保守思想家にして英文学者・福田恆存の伝記が出ている

猫猫先生ブログより

http://d.hatena.ne.jp/jun-jun1965/20120806

福田恆存―人間は弱い (ミネルヴァ日本評伝選)

福田恆存―人間は弱い (ミネルヴァ日本評伝選)

ミネルヴァ書房日本評伝選(いったい何が「選」なのか不明だが)の川久保剛『福田恆存』は、初の福田の伝記である。私は若いころ、西部さんとか呉智英さんが盛んに言うので、福田を偉いと思っていたが、最近は評価が下がっている。
(略)
国語国字問題については、福田が正しいのだが、福田を称揚する人びとが新字新かなで書いていたりするのだから、あほらしい。平和問題については、今ではまともな人はみな福田に賛同するだろう。文学論については、私は評価しえない。

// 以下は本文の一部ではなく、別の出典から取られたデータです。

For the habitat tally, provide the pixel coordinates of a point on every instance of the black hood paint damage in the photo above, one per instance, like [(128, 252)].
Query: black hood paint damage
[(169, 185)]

 それにしても、伝記が出るのはいいことだ。かつて坪内祐三は、江藤淳が家系自慢をするのを批判して、神田の電気屋の息子だった福田が聞いたら何と思うか、と書いたが、恆存の父幸四郎は、ただの電気職ではなくて書家にしてけっこうな知識人であったことも分かった・・・

酒を飲んだときには「うちの家系にゃあ、インテリなんざ一人もいねえんだ」と”自慢”してたという話を聞くが、そのへんは屈折した意識があったりもしたのかな。

このエピソードが載っているといいな。
季節柄もあるし(笑)、再紹介しておくか
http://d.hatena.ne.jp/gryphon/20100819/p5

福田恆存は戦前「野球部員を特別扱いは出来ない」と主張し、高校を追い出された。

前の勤務校、旧掛川中学は野球が強く、甲子園出場という夢の実現がほの見えてきたとき、全校、全町期待の星とされた生徒に零点をつけてしまった。白紙答案を提出されたからである。校長に呼ばれて詰問された。「零点とはどういうことか。出席点というものがあるだろう」
福田は答えた。「それも考えたのですが、授業中にボールをひねくり回しているだけで、まったく教科書を見ていないんです」
この時の校長との意見対立がどのような結末になったか、福田は覚えていないが、その後にもう一度、同じような事件が起きた。藤枝小学校から有能な投手が藤枝中を受験したが、どんなに甘い点をつけても合格ラインに入れられない。しかし野球のために入れなければならない。及落会議で福田は反対意見を述べた。
「この子を入れると、当然受かるはずの最低得点者一人を落とさねばなりません。学業をおろそかにして野球しかしない者を救えとおっしゃるのですか。」これに校長が答えた。
「これは校長の意思である。どうしても君が嫌だというなら、辞めてもらうしかない」
こうして福田は掛中を退職することになった。
おそらく最後の授業の時と思われるが、受け持ちクラスの生徒に「なぜ辞めるのですか」と聞かれ、それには答えず、2、3時間かけて「坊つちやん」を読んで聞かせた。
 
 

そういえばこういう教師時代のエピソードもある。

これは自分が「福田恆存全集」のどこかで読んだ話。
実は福田恆存、意外というか当然というか、渡部昇一が大キライだった(笑)。なんか他のところでも、ものすごい言葉で同氏を批判していた記憶があるが、私が覚えているのは、渡部が「大和言葉には、実に独特の情感の豊かさがある。漢語ではそれはつたわらない」的な文章を、もっと極端な調子で書いていたことに、そんなことあるかいと反論した文章。
ここで、福田は戦前のエピソードを語る。
教師時代、福田は「万葉の調べは意味が分からなくても日本人には伝わる」といった国粋主義雑誌の論文を読んだ生徒から「これは本当でしょうか」と尋ねられ、しばし黙考した後に、黒板に自作の万葉調の和歌を大きく記した。
しろたいる/かなたはろかに/そこふかみ/ふとしくふむの/たむろせるかも
これを福田は、朗々と読みあげ「どうだね、意味は分からなくても、感動するだろう?」と尋ねた。
生徒が分かったような分からないような顔でうなずくと、福田はにわかに再びチョークを取り、隣に漢字交じりで歌を書きなおすした
白タイル/彼方遥かに/底深み/太しく糞(ふむ=フン)の/たむろせるかも
教室は、爆笑に包まれたそうである。